GRAMD1B Gene's Role in Multiple Sclerosis Susceptibility
Multiple Sclerosis (MS) is a complex inflammatory disease of the central nervous system (CNS), where both genetic and environmental factors play significant roles. While genome-wide association studies (GWAS) have identified common genetic variants contributing to MS, the impact of rare variants remains largely unexplored. This study by Esposito et al. (2022) sheds light on the role of the GRAMD1B gene in MS susceptibility through whole-genome sequencing (WGS) in a consanguineous Italian family with multiple MS cases.
The study involved WGS of four MS-affected and four healthy relatives from a consanguineous family. The primary goal was to identify rare genetic variants that segregate with the disease. Samples were genotyped using the HumanOmniexpress BeadChip Kit, and linkage analysis was performed to prioritize variants for further investigation.
Biological samples (DNA, RNA, serum, plasma, and peripheral blood mononuclear cells) were collected from 14 family members. Genomic DNA was extracted, quantified, and assessed for quality. Whole-genome genotyping was done, and stringent quality control measures were applied to ensure the reliability of the data.
Linkage and Variant Analysis
Linkage analysis revealed a significant region on chromosome 11, with a LOD score of 2.194, indicating a strong genetic linkage. Variants within this region were filtered based on functionality, frequency, evolutionary conservation, and predicted pathogenicity. A novel missense variant (c.1801T > C; p.S601P) in the GRAMD1B gene was identified, which was shared among the affected individuals but absent in the healthy relatives.
Key Findings
Identification of GRAMD1B Variant
The c.1801T > C (p.S601P) variant in GRAMD1B was predicted to be deleterious and highly conserved across species. This variant was not present in public databases such as dbSNP, the 1000 Genomes Project, or the gnomAD Database. Further validation by Sanger sequencing confirmed the variant's presence in all affected family members.
GRAMD1B Expression and Function
GRAMD1B, a gene with previously unknown CNS functions, was found to be expressed in various CNS cell types, including astrocytes, microglia, and neurons, as well as in peripheral immune cells. Notably, GRAMD1B expression was downregulated in vessel-associated astrocytes in active MS lesions and in peripheral monocytes under inflammatory conditions, suggesting its role in modulating inflammatory responses.
Targeted Sequencing and Burden Tests
Targeted resequencing of GRAMD1B in 91 unrelated familial MS cases identified additional rare missense and splice-site variants. Although these variants did not reach statistical significance in association tests, an excess of rare GRAMD1B alleles was observed in MS patients compared to healthy controls, hinting at its potential involvement in MS susceptibility.
Functional Studies and Replication
Functional assays demonstrated that GRAMD1B expression could be induced by interferon-beta (IFNβ), a common MS treatment. This finding was corroborated by in vitro experiments showing significant upregulation of GRAMD1B in PBMCs upon IFNβ stimulation.

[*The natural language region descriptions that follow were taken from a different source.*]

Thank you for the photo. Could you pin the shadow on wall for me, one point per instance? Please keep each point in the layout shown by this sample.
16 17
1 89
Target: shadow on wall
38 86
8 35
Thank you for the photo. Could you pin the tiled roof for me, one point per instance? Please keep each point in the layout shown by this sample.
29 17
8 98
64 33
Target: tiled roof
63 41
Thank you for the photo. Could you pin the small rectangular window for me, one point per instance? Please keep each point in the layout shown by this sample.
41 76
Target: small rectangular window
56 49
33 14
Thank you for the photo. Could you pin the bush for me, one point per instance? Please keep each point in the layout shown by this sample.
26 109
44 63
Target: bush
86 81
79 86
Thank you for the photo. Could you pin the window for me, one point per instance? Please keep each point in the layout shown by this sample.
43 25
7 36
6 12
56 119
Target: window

In a replication study involving a Canadian cohort, two additional rare functional variants in GRAMD1B were identified, further supporting the gene's association with MS.
Conclusion
This study provides compelling evidence that rare variants in the GRAMD1B gene contribute to MS susceptibility. The identification of the c.1801T > C (p.S601P) variant and its functional implications in modulating inflammatory responses highlight the importance of rare genetic variants in complex diseases like MS. Future research should focus on elucidating the precise biological mechanisms through which GRAMD1B influences MS pathogenesis and exploring its potential as a therapeutic target.
References
Esposito, F., Osiceanu, A. M., Sorosina, M., Ottoboni, L., Bollman, B., Santoro, S., ... & Martinelli Boneschi, F. (2022). A Whole-Genome Sequencing Study Implicates GRAMD1B in Multiple Sclerosis Susceptibility. Genes, 13(12), 2392.